Pfizer sues over Viagra generic

pharmafile | March 18, 2014 | News story | Sales and Marketing ED, FDA, Pfizer, Sildenafil, torrent, viagra 

Pfizer is suing Torrent Pharmaceuticals in order to stop it selling copycat versions on its big-selling erectile-dysfunction drug Viagra.

The US firm, still the world’s largest drugmaker, is looking to protect its patent in the US that is in effect until October 2019.

But Indian-based Torrent is seeking approval from the FDA for a generic form of Viagra (sildenafil) before Pfizer’s US patent expires, according to a complaint filed in federal court in Manhattan this week.

Pfizer says that it is seeking an order permanently barring Torrent, its officers, agents and employees from “making, using, selling, selling, marketing, distributing or importing” the allegedly infringing drug.

Pfizer reported $1.88 billion in Viagra sales for 2013, or 3.6% of total revenue, according to its recent full year results. Pfizer has sued other drug companies in the same court over similar claims.

Although the firm has a US patent on the medicine until the end of the decade, Pfizer has succumbed to generic pressure in Europe. In June last year the ED pill lost its patent in the UK, which saw the price of the drug reduced from £10 to around £1.

Generic firms such as Teva along with 19 other companies launched their own forms of sildenafil. But to help combat this competition Pfizer propelled its own cheaper brand named ‘Sildenafil Pfizer’ into the marketplace, to avoid being outdone by competitors.
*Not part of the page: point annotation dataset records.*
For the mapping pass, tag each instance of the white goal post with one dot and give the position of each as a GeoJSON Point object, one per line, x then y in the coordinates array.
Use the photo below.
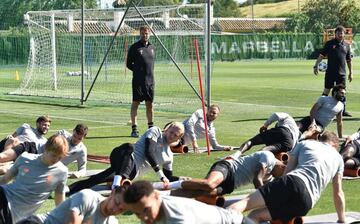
{"type": "Point", "coordinates": [54, 64]}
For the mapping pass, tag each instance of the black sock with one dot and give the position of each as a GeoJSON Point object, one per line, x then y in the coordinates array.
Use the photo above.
{"type": "Point", "coordinates": [134, 127]}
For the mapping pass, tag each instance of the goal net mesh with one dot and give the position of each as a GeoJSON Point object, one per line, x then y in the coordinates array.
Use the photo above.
{"type": "Point", "coordinates": [54, 64]}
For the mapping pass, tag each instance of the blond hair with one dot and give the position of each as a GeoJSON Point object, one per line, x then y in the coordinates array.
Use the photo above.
{"type": "Point", "coordinates": [57, 144]}
{"type": "Point", "coordinates": [177, 124]}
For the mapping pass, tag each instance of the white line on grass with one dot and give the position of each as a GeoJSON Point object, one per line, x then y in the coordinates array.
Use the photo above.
{"type": "Point", "coordinates": [274, 106]}
{"type": "Point", "coordinates": [65, 118]}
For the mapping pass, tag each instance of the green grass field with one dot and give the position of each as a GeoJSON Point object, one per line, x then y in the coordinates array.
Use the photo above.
{"type": "Point", "coordinates": [247, 92]}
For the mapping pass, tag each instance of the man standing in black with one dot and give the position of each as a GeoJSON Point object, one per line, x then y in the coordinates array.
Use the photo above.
{"type": "Point", "coordinates": [338, 52]}
{"type": "Point", "coordinates": [140, 60]}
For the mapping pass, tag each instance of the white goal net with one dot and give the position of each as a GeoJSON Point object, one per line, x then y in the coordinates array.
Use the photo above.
{"type": "Point", "coordinates": [54, 64]}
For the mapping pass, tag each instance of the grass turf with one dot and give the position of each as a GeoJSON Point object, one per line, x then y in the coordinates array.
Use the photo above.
{"type": "Point", "coordinates": [247, 92]}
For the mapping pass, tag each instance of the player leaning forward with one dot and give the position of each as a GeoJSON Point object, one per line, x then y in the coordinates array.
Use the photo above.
{"type": "Point", "coordinates": [35, 177]}
{"type": "Point", "coordinates": [312, 165]}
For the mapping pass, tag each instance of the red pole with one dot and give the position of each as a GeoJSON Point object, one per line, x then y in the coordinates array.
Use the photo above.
{"type": "Point", "coordinates": [202, 94]}
{"type": "Point", "coordinates": [126, 52]}
{"type": "Point", "coordinates": [191, 62]}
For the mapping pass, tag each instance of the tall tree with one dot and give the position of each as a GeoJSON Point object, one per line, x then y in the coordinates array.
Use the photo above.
{"type": "Point", "coordinates": [318, 15]}
{"type": "Point", "coordinates": [12, 11]}
{"type": "Point", "coordinates": [223, 8]}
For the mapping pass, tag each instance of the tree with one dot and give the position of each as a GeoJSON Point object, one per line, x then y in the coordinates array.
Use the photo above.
{"type": "Point", "coordinates": [318, 15]}
{"type": "Point", "coordinates": [222, 8]}
{"type": "Point", "coordinates": [12, 11]}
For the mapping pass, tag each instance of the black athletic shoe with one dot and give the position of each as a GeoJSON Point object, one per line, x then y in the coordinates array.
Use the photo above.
{"type": "Point", "coordinates": [346, 114]}
{"type": "Point", "coordinates": [134, 134]}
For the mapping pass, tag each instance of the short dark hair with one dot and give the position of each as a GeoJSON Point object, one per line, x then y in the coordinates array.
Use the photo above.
{"type": "Point", "coordinates": [340, 29]}
{"type": "Point", "coordinates": [137, 190]}
{"type": "Point", "coordinates": [214, 106]}
{"type": "Point", "coordinates": [81, 129]}
{"type": "Point", "coordinates": [337, 88]}
{"type": "Point", "coordinates": [144, 28]}
{"type": "Point", "coordinates": [328, 136]}
{"type": "Point", "coordinates": [45, 118]}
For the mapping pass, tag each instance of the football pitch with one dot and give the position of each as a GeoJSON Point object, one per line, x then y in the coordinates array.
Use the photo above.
{"type": "Point", "coordinates": [247, 92]}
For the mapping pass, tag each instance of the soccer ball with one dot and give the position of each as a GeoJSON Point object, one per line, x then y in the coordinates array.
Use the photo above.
{"type": "Point", "coordinates": [322, 66]}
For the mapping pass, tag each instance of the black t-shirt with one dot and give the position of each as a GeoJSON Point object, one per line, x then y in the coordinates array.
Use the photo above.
{"type": "Point", "coordinates": [141, 60]}
{"type": "Point", "coordinates": [338, 54]}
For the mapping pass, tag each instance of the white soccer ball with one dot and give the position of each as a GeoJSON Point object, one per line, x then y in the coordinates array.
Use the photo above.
{"type": "Point", "coordinates": [322, 66]}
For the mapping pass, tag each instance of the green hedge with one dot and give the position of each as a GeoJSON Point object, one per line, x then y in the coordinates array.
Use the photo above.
{"type": "Point", "coordinates": [14, 49]}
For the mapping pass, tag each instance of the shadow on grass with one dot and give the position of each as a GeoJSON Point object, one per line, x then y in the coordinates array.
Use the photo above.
{"type": "Point", "coordinates": [106, 137]}
{"type": "Point", "coordinates": [262, 119]}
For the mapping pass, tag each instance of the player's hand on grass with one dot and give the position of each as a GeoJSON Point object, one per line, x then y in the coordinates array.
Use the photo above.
{"type": "Point", "coordinates": [195, 147]}
{"type": "Point", "coordinates": [74, 175]}
{"type": "Point", "coordinates": [316, 70]}
{"type": "Point", "coordinates": [166, 182]}
{"type": "Point", "coordinates": [262, 129]}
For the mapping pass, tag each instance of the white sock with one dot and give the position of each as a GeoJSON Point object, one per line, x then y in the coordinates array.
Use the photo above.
{"type": "Point", "coordinates": [116, 181]}
{"type": "Point", "coordinates": [158, 185]}
{"type": "Point", "coordinates": [175, 185]}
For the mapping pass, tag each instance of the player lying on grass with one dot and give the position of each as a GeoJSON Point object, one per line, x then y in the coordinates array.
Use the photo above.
{"type": "Point", "coordinates": [26, 133]}
{"type": "Point", "coordinates": [351, 151]}
{"type": "Point", "coordinates": [129, 161]}
{"type": "Point", "coordinates": [86, 206]}
{"type": "Point", "coordinates": [76, 151]}
{"type": "Point", "coordinates": [35, 177]}
{"type": "Point", "coordinates": [312, 165]}
{"type": "Point", "coordinates": [195, 129]}
{"type": "Point", "coordinates": [281, 138]}
{"type": "Point", "coordinates": [232, 172]}
{"type": "Point", "coordinates": [152, 207]}
{"type": "Point", "coordinates": [323, 112]}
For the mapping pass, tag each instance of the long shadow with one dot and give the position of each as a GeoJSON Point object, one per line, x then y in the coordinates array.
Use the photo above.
{"type": "Point", "coordinates": [351, 118]}
{"type": "Point", "coordinates": [261, 119]}
{"type": "Point", "coordinates": [105, 137]}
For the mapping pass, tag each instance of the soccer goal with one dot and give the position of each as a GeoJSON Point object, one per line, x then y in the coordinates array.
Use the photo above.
{"type": "Point", "coordinates": [54, 64]}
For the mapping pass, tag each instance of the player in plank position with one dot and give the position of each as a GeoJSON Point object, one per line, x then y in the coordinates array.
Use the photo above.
{"type": "Point", "coordinates": [35, 177]}
{"type": "Point", "coordinates": [312, 165]}
{"type": "Point", "coordinates": [152, 207]}
{"type": "Point", "coordinates": [129, 161]}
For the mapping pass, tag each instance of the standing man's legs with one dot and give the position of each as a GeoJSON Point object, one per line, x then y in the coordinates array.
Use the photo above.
{"type": "Point", "coordinates": [133, 115]}
{"type": "Point", "coordinates": [150, 113]}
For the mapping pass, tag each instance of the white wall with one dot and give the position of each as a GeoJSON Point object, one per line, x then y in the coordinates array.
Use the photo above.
{"type": "Point", "coordinates": [105, 4]}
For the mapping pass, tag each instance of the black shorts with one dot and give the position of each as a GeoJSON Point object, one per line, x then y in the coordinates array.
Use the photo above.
{"type": "Point", "coordinates": [334, 79]}
{"type": "Point", "coordinates": [2, 144]}
{"type": "Point", "coordinates": [227, 186]}
{"type": "Point", "coordinates": [122, 162]}
{"type": "Point", "coordinates": [5, 214]}
{"type": "Point", "coordinates": [279, 137]}
{"type": "Point", "coordinates": [286, 198]}
{"type": "Point", "coordinates": [306, 122]}
{"type": "Point", "coordinates": [356, 156]}
{"type": "Point", "coordinates": [143, 92]}
{"type": "Point", "coordinates": [29, 147]}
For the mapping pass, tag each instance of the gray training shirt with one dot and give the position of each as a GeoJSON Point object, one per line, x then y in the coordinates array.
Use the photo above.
{"type": "Point", "coordinates": [286, 121]}
{"type": "Point", "coordinates": [33, 183]}
{"type": "Point", "coordinates": [245, 168]}
{"type": "Point", "coordinates": [76, 153]}
{"type": "Point", "coordinates": [329, 107]}
{"type": "Point", "coordinates": [26, 133]}
{"type": "Point", "coordinates": [86, 203]}
{"type": "Point", "coordinates": [163, 154]}
{"type": "Point", "coordinates": [318, 163]}
{"type": "Point", "coordinates": [195, 129]}
{"type": "Point", "coordinates": [178, 210]}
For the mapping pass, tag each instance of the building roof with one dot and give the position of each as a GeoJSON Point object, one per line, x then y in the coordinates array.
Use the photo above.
{"type": "Point", "coordinates": [241, 25]}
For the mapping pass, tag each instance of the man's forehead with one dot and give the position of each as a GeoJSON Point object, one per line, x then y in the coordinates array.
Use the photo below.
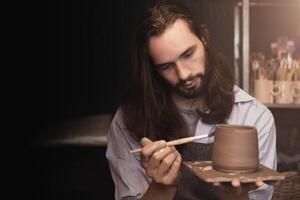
{"type": "Point", "coordinates": [168, 46]}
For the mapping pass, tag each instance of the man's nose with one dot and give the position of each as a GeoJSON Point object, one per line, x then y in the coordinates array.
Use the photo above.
{"type": "Point", "coordinates": [182, 71]}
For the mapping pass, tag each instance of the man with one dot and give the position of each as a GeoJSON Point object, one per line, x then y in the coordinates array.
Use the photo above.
{"type": "Point", "coordinates": [179, 87]}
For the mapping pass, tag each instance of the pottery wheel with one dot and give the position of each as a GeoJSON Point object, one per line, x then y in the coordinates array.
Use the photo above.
{"type": "Point", "coordinates": [205, 171]}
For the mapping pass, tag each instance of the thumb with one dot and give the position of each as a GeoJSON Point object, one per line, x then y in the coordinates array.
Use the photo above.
{"type": "Point", "coordinates": [145, 141]}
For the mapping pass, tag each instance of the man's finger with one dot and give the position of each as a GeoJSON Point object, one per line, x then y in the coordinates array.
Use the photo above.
{"type": "Point", "coordinates": [236, 183]}
{"type": "Point", "coordinates": [259, 182]}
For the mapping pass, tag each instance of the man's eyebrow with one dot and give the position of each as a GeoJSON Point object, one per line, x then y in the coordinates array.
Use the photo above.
{"type": "Point", "coordinates": [187, 51]}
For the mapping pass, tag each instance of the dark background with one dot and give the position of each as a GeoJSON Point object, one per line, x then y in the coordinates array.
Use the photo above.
{"type": "Point", "coordinates": [80, 55]}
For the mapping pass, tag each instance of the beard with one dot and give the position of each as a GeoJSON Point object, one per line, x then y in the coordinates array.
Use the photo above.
{"type": "Point", "coordinates": [196, 91]}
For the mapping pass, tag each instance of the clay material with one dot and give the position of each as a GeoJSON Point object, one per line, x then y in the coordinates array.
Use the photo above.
{"type": "Point", "coordinates": [235, 149]}
{"type": "Point", "coordinates": [205, 171]}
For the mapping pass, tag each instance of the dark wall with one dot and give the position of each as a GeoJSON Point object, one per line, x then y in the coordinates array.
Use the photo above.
{"type": "Point", "coordinates": [81, 51]}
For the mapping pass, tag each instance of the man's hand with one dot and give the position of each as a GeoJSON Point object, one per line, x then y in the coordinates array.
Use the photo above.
{"type": "Point", "coordinates": [236, 190]}
{"type": "Point", "coordinates": [161, 162]}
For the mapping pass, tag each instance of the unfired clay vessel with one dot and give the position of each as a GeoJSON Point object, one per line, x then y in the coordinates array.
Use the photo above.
{"type": "Point", "coordinates": [235, 149]}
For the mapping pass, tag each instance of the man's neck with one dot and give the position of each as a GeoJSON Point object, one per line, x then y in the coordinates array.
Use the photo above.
{"type": "Point", "coordinates": [187, 103]}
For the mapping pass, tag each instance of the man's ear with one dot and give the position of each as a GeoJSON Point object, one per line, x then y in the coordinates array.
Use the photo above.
{"type": "Point", "coordinates": [205, 34]}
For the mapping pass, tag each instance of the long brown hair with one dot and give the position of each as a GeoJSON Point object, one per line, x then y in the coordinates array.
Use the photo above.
{"type": "Point", "coordinates": [148, 108]}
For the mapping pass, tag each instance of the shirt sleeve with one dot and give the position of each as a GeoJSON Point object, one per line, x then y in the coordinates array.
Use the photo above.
{"type": "Point", "coordinates": [128, 175]}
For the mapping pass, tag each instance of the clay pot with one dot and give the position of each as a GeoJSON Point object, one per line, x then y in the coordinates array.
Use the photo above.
{"type": "Point", "coordinates": [235, 149]}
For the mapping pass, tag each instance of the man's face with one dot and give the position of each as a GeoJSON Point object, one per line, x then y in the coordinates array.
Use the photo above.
{"type": "Point", "coordinates": [179, 57]}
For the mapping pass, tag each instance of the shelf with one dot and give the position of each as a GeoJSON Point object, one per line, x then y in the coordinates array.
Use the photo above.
{"type": "Point", "coordinates": [276, 105]}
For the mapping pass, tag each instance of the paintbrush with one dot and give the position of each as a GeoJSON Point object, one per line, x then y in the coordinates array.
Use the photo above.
{"type": "Point", "coordinates": [180, 141]}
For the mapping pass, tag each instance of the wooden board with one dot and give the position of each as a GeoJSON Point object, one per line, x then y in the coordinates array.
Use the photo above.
{"type": "Point", "coordinates": [205, 171]}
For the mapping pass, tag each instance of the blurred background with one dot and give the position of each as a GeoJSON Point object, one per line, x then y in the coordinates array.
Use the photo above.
{"type": "Point", "coordinates": [81, 51]}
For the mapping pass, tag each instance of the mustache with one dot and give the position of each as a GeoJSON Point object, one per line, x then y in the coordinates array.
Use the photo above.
{"type": "Point", "coordinates": [190, 78]}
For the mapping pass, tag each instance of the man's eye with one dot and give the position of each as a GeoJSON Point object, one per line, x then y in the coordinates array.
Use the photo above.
{"type": "Point", "coordinates": [165, 66]}
{"type": "Point", "coordinates": [187, 55]}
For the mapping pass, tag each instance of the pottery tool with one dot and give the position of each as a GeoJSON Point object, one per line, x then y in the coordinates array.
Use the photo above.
{"type": "Point", "coordinates": [180, 141]}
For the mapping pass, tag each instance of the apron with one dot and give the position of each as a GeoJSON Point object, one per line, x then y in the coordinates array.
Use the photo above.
{"type": "Point", "coordinates": [190, 186]}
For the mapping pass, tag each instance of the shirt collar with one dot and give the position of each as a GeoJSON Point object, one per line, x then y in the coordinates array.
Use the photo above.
{"type": "Point", "coordinates": [240, 95]}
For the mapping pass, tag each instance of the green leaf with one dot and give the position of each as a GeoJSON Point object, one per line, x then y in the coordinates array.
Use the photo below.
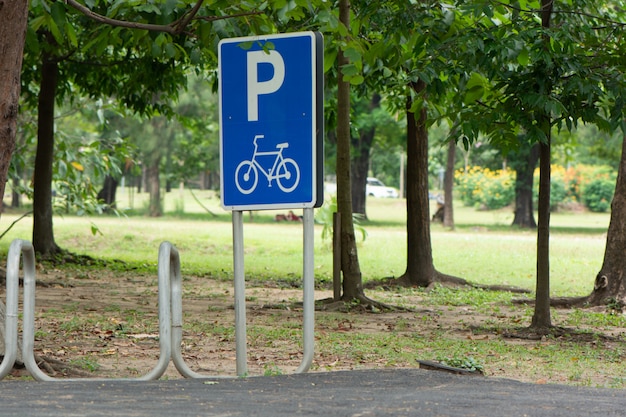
{"type": "Point", "coordinates": [330, 56]}
{"type": "Point", "coordinates": [71, 35]}
{"type": "Point", "coordinates": [57, 11]}
{"type": "Point", "coordinates": [475, 88]}
{"type": "Point", "coordinates": [523, 58]}
{"type": "Point", "coordinates": [357, 79]}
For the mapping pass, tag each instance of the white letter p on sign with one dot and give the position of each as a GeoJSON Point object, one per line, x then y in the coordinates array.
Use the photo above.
{"type": "Point", "coordinates": [256, 87]}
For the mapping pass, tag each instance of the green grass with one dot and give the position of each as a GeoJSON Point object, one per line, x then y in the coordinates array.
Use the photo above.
{"type": "Point", "coordinates": [483, 248]}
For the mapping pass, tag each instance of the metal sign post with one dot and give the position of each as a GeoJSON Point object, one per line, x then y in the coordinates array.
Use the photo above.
{"type": "Point", "coordinates": [271, 148]}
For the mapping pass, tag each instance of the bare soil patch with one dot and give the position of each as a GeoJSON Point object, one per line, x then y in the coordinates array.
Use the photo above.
{"type": "Point", "coordinates": [106, 324]}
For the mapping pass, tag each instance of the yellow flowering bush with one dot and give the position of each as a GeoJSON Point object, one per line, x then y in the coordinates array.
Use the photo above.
{"type": "Point", "coordinates": [579, 184]}
{"type": "Point", "coordinates": [486, 189]}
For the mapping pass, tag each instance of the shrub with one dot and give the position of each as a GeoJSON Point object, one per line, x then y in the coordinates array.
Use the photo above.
{"type": "Point", "coordinates": [597, 195]}
{"type": "Point", "coordinates": [484, 188]}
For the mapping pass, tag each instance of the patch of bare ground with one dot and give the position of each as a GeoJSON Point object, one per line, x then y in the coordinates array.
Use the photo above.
{"type": "Point", "coordinates": [106, 324]}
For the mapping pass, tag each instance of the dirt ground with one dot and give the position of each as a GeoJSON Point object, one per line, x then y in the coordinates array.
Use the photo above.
{"type": "Point", "coordinates": [105, 324]}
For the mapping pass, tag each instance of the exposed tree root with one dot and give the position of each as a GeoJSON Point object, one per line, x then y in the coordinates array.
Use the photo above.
{"type": "Point", "coordinates": [57, 368]}
{"type": "Point", "coordinates": [563, 333]}
{"type": "Point", "coordinates": [361, 303]}
{"type": "Point", "coordinates": [52, 367]}
{"type": "Point", "coordinates": [445, 280]}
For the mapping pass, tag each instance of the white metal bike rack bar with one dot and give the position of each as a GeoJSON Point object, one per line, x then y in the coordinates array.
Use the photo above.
{"type": "Point", "coordinates": [12, 287]}
{"type": "Point", "coordinates": [308, 284]}
{"type": "Point", "coordinates": [28, 355]}
{"type": "Point", "coordinates": [170, 311]}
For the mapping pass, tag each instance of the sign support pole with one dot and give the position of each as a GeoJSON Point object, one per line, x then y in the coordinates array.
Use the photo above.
{"type": "Point", "coordinates": [308, 297]}
{"type": "Point", "coordinates": [240, 295]}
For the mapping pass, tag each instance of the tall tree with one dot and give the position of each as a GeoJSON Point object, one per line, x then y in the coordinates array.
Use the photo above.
{"type": "Point", "coordinates": [524, 161]}
{"type": "Point", "coordinates": [110, 51]}
{"type": "Point", "coordinates": [610, 283]}
{"type": "Point", "coordinates": [13, 21]}
{"type": "Point", "coordinates": [361, 149]}
{"type": "Point", "coordinates": [350, 268]}
{"type": "Point", "coordinates": [543, 79]}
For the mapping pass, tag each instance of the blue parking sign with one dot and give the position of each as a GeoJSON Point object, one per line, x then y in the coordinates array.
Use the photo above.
{"type": "Point", "coordinates": [270, 91]}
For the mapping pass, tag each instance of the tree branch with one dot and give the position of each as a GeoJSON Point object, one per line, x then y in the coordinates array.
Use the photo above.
{"type": "Point", "coordinates": [175, 28]}
{"type": "Point", "coordinates": [171, 29]}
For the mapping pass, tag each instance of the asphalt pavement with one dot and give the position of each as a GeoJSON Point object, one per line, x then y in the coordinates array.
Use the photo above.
{"type": "Point", "coordinates": [398, 392]}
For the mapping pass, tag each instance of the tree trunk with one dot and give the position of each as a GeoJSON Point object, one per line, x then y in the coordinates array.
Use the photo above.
{"type": "Point", "coordinates": [448, 185]}
{"type": "Point", "coordinates": [420, 269]}
{"type": "Point", "coordinates": [541, 319]}
{"type": "Point", "coordinates": [154, 188]}
{"type": "Point", "coordinates": [43, 235]}
{"type": "Point", "coordinates": [13, 22]}
{"type": "Point", "coordinates": [352, 281]}
{"type": "Point", "coordinates": [524, 165]}
{"type": "Point", "coordinates": [361, 148]}
{"type": "Point", "coordinates": [610, 282]}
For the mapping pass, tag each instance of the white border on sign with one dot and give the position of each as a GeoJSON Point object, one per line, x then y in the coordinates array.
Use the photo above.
{"type": "Point", "coordinates": [314, 127]}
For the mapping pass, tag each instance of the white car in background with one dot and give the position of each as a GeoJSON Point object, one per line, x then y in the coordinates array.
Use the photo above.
{"type": "Point", "coordinates": [375, 188]}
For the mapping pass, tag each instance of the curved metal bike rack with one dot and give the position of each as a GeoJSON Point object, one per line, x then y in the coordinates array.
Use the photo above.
{"type": "Point", "coordinates": [12, 295]}
{"type": "Point", "coordinates": [170, 254]}
{"type": "Point", "coordinates": [28, 337]}
{"type": "Point", "coordinates": [170, 316]}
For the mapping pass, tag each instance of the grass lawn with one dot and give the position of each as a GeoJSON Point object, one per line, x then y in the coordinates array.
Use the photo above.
{"type": "Point", "coordinates": [456, 324]}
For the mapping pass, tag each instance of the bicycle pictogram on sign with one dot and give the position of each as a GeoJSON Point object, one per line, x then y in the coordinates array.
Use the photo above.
{"type": "Point", "coordinates": [285, 171]}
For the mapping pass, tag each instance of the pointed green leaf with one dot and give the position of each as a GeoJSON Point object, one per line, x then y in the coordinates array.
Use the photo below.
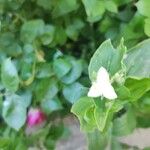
{"type": "Point", "coordinates": [9, 75]}
{"type": "Point", "coordinates": [107, 56]}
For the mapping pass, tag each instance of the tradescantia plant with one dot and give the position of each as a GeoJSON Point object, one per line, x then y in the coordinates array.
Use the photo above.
{"type": "Point", "coordinates": [45, 48]}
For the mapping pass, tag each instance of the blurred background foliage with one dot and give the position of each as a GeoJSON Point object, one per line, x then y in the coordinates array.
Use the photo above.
{"type": "Point", "coordinates": [45, 47]}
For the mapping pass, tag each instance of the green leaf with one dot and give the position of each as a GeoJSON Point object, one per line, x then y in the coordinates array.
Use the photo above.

The company said men would still need a prescription to purchase the drug on Viagra.com, but would not need to see a pharmacist.

Jonathan Emms, the company’s UK managing director and soon-to-be new ABPI president, says Viagra would continue to sell because most people asked for the medicine by name.

The impotence treatment has been one of the world’s bestselling drugs, with sales reaching $2 billion in 2012, before losing protection in Europe. But around half of this revenue has always come from the US, meaning any generic threat there could hit the company hard.

Pfizer announced in December that it has reached a deal with Israeli generic drugmaker Teva that will see it market a generic version of Viagra in the US from December 2017, or earlier under certain circumstances.

The drug was first launched 15 years ago as the first treatment of its kind for ED, and was discovered at Pfizer’s former European R&D headquarters in Sandwich, Kent.

Since then a number of other drugs for the condition have become available, including Lilly’s Cialis and GlaxoSmithKline and Bayer’s Levitra, and more recently Vivus’ drug Stendra.